A common theme of my travel research is that a family holiday is a chance to reconnect and take time for each other, to learn about one another on a deeper level and to appreciate each other through shared experiences.

As I write this column during the February “Family Day” season here in Canada, I look forward to a new travel experience with my own family this summer; I’ll be meeting up with all of my immediate family members for a special holiday in Spain to celebrate several milestones with my sisters. I’m looking forward to some quality time exploring Barcelona, taking my nieces and nephews to the beach and sipping rioja on our villa terrace at sunset. We’ve spent a lot of time planning this trip to make sure it suits everyone – not easy when our group will have members from every decade spanning 70 years. We’ve booked a villa within walking distance of a medieval village, close to hiking trails and beautiful beaches. We’ve lined up our flights to meet at the airport, and we’ve talked about daytrip options and house rules. Now we will spend time researching all the fun activities we can do there and I’m learning Spanish at the College of the Rockies. It’s amazing how quickly you can get from “Dos Cervezas, por favor” to “Ellos quisieran arrendar un kayak para dos persons durante dos horas” under Javiera’s guidance! (Any grammatical errors are entirely my own.)
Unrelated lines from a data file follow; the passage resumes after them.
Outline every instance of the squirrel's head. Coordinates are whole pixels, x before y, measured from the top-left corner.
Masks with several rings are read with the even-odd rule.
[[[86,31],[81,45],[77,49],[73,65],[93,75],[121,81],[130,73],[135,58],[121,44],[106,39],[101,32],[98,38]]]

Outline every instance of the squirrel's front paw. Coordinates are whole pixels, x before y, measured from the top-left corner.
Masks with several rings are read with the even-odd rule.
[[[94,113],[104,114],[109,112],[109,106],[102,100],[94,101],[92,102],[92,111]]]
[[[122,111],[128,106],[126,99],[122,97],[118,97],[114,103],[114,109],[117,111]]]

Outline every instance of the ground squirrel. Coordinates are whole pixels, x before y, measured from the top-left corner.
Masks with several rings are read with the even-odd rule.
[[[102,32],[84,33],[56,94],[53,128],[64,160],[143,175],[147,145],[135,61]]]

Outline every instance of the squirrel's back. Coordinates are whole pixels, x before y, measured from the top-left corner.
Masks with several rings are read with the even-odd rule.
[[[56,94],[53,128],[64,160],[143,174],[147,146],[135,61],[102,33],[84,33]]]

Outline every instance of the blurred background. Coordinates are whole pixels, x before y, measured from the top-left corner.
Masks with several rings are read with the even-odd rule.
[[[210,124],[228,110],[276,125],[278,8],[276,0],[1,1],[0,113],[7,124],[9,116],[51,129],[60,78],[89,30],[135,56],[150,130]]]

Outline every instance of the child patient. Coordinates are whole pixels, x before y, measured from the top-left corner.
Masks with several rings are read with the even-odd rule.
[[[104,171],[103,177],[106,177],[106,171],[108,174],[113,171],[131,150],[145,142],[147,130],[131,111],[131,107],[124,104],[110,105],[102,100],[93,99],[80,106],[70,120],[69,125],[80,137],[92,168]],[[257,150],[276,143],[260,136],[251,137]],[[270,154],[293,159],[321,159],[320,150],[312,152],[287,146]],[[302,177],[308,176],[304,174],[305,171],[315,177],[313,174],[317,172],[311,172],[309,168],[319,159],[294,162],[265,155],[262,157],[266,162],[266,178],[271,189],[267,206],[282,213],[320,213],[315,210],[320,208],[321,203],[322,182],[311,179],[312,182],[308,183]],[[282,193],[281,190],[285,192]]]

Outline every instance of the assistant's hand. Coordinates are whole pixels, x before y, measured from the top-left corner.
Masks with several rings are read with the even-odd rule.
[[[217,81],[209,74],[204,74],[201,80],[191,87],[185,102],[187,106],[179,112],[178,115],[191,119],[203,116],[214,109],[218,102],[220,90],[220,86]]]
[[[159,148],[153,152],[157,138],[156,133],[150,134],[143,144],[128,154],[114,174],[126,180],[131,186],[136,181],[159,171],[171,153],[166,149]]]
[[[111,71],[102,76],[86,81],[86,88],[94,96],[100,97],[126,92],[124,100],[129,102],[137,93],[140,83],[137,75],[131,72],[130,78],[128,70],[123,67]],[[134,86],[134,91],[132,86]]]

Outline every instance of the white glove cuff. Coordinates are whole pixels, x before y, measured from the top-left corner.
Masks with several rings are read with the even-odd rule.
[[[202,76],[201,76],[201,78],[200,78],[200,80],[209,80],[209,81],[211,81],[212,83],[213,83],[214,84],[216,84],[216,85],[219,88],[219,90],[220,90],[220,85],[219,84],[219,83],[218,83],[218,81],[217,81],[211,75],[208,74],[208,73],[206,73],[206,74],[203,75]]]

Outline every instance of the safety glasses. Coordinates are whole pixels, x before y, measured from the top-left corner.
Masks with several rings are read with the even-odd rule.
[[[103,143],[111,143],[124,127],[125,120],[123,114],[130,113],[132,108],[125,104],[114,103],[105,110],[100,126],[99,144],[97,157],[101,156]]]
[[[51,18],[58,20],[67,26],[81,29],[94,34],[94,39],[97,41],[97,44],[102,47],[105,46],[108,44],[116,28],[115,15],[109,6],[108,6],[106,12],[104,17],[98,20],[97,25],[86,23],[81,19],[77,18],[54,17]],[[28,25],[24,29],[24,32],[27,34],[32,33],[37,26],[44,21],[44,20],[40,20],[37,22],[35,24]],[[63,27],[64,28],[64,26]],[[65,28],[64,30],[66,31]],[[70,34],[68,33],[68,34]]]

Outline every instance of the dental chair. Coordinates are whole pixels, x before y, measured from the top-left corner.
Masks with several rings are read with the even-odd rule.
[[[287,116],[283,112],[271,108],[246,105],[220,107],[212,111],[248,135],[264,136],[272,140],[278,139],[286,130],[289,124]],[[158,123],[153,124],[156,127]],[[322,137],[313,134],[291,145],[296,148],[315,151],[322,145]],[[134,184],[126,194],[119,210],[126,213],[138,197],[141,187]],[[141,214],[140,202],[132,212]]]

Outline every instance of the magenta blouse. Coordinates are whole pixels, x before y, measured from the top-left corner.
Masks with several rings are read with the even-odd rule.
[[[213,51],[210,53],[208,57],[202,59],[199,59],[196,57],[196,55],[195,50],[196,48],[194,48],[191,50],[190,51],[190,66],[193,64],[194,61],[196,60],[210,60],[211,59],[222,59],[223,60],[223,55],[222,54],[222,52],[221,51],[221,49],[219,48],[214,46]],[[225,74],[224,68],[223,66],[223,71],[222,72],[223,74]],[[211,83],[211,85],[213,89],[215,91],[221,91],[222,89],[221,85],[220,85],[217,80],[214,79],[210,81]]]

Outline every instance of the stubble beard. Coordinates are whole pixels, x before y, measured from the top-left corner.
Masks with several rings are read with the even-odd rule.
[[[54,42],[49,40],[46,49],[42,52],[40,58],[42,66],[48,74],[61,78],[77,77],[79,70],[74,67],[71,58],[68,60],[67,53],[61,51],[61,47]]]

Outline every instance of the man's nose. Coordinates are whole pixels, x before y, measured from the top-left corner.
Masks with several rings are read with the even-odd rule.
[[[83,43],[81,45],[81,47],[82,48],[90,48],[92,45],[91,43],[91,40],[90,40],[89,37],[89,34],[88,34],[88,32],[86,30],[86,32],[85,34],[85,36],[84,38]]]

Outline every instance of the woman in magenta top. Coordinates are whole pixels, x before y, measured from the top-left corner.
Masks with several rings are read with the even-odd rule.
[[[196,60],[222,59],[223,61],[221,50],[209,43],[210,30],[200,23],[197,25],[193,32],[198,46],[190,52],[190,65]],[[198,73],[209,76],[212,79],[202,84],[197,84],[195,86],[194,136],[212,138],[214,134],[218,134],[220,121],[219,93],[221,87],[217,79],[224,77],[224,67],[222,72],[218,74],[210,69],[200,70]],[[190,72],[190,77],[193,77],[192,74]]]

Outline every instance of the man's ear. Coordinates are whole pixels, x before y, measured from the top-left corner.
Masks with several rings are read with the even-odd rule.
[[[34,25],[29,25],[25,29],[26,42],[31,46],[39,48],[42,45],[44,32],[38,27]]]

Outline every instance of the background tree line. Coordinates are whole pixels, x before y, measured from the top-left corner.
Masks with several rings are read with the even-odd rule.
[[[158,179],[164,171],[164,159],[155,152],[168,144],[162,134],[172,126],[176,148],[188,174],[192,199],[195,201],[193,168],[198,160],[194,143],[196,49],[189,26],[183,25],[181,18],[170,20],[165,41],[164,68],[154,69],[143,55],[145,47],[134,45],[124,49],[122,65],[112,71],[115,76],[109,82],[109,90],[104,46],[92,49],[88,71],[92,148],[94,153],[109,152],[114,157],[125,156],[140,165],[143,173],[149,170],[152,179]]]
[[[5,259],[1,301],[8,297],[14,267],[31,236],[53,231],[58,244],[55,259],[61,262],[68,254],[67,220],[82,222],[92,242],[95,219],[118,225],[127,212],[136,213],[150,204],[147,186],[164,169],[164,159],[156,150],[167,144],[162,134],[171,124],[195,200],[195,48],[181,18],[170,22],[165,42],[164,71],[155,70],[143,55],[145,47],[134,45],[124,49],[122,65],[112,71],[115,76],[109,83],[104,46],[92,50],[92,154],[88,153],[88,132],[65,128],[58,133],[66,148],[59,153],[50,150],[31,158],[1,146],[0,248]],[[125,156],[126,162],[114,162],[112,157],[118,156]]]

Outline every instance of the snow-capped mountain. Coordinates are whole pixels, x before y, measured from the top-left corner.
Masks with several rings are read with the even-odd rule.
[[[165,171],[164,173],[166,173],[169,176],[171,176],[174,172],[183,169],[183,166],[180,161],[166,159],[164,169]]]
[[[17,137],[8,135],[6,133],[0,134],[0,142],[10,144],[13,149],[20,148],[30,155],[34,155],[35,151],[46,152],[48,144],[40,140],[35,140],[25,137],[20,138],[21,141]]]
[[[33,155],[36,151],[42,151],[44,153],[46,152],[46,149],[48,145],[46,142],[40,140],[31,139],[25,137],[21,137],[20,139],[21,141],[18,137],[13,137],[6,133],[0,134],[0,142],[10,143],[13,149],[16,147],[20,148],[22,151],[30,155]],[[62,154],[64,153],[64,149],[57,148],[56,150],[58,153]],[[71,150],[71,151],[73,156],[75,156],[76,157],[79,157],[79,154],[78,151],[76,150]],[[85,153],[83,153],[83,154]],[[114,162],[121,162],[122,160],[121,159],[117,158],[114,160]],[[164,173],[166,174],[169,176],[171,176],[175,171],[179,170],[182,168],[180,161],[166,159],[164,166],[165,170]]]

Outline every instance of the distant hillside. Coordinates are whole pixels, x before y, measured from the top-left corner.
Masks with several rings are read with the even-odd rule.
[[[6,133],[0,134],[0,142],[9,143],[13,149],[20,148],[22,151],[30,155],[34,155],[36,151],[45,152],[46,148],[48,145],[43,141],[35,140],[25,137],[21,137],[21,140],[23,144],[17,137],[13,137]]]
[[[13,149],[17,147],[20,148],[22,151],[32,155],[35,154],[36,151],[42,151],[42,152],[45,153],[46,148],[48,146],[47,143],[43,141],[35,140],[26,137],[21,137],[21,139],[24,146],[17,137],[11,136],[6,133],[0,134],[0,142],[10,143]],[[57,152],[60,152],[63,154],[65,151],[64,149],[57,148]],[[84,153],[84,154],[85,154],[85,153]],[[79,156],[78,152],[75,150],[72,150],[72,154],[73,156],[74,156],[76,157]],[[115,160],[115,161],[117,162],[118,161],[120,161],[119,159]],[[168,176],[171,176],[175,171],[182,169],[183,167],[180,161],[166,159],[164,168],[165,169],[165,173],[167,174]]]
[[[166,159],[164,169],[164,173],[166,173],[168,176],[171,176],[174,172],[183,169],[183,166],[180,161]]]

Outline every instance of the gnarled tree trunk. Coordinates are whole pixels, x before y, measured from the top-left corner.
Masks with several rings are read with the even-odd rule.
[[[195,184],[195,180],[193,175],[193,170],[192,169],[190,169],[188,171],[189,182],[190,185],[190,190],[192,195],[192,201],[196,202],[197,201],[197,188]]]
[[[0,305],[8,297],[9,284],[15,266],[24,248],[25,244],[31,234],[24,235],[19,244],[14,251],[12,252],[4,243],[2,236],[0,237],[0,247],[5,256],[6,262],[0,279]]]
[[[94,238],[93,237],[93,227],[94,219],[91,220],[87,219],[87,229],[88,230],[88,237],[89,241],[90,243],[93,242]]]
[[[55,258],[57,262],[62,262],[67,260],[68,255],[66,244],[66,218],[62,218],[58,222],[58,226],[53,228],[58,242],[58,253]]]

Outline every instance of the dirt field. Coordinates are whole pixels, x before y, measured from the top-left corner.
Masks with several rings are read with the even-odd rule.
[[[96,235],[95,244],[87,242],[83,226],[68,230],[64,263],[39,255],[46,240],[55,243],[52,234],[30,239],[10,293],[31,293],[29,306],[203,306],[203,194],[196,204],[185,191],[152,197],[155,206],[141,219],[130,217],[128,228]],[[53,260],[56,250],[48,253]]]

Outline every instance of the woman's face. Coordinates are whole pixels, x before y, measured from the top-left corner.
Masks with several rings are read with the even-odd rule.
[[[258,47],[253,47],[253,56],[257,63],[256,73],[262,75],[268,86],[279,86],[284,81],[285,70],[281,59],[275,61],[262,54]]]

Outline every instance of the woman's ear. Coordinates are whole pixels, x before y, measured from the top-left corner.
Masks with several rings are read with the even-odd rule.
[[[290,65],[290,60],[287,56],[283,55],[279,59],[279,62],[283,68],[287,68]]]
But, this is a travel column, not a personal diary; so let me tell you about a beautiful and historic place to visit in Scotland. I’m lucky to have family in several of Scotland’s most beautiful places, and Oban, on the Argyll coast, is certainly one of the most lovely towns. I’m lucky to be able visit regularly and explore this special place.

Known as the “Gateway to the Isles,” Oban has a bustling harbour with ferries and cruise ships coming and going through the narrows of Kerrera on a regular basis. Oban is the seat of the Clan MacDougall, and Donollie Castle (now a fascinating ruin), has recorded history dating back to the 7th century. The Castle Museum tells stories of Scotland’s connection with Ireland and the kingdoms that rose and fell around this area under various clan chiefs and lords over the course of 1300+ years.

Oban itself is a charming harbour town with a Victorian feel, lined with 19th century hotels and shops. High above sits McCaig’s tower, a giant folly of granite arches built between 1897 and 1902 as a memorial to the architect’s own family. It’s easy to see this structure as the nonsense of a wealthy banker with an inflated ego, but it’s just as true that McCaig built it to provide winter employment to local stonemasons. Oban is like that – you can’t define it with one story.

Other points of interest include Pulpit Hill (a beautiful two-hour hike with spectacular views towards Mull) and the Oban Sea Life Centre – wonderful for small children. The Falls of Lora are a spectacular natural phenomenon just north of town where a tidal race is formed between Loch Etive and the Firth of Lorn (the open sea) and is a popular spot with sport kayakers and photographers. For more info on Oban visit oban.org.uk.

Fernie-ites will love the cycle touring options in Scotland, Oban is on Route 78 of the Caledonian Way. The 77km stretch from Oban to Fort William is mostly traffic free and follows the coastline with beautiful views, including spectacular Castle Stalker. More info at: sustrans.org.uk/ncn/map/route/oban-to-fort-william.